Sometimes the face bears the marks of inner suffering in a graphic way. The most spectacular instance is of this is, of course, Van Gogh's Self-Portrait with Bandaged Ear in the Courtauld Institute. In fact, it's another way to think about Van Gogh's self-mutilation if you reflect that here was a man who regularly portrayed himself and others - a man deeply aware, therefore, of the face and how it expresses the self. In cutting off part of his ear he literally defaced his own portrait: and recorded the wound in his art. It was a self-imposed disfigurement that turned the face into a direct sign of his inner turmoil.

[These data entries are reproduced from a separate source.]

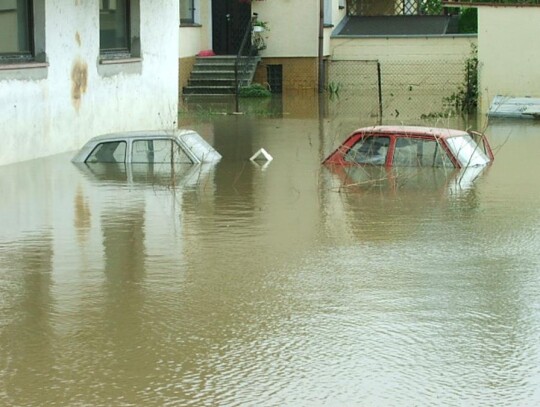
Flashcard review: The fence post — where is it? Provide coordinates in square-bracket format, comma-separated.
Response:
[377, 61, 382, 124]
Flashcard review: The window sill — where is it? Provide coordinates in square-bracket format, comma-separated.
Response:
[99, 57, 142, 65]
[0, 61, 49, 81]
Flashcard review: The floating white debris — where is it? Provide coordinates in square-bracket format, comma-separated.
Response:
[250, 148, 274, 161]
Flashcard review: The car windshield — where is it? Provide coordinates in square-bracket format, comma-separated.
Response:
[446, 135, 490, 167]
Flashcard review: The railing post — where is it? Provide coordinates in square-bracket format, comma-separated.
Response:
[377, 61, 382, 124]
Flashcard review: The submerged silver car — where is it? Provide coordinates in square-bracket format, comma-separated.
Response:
[72, 129, 221, 164]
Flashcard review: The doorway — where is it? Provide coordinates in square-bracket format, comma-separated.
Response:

Feeling ugly can change your whole life: it changed Michelangelo's. When he was a teenager the great Renaissance artist was punched in the face by a rival; his nose was shattered and he felt ugly all his life. He expresses this in poetry, and his self-portraits are startlingly frank and even alienated from his own body: in the Sistine Chapel he imagines himself as a flayed skin flapping about.

Michelangelo's passion for beauty was saved from blandness by his deep unease in his own skin. If he'd felt beautiful, he would have been a different artist.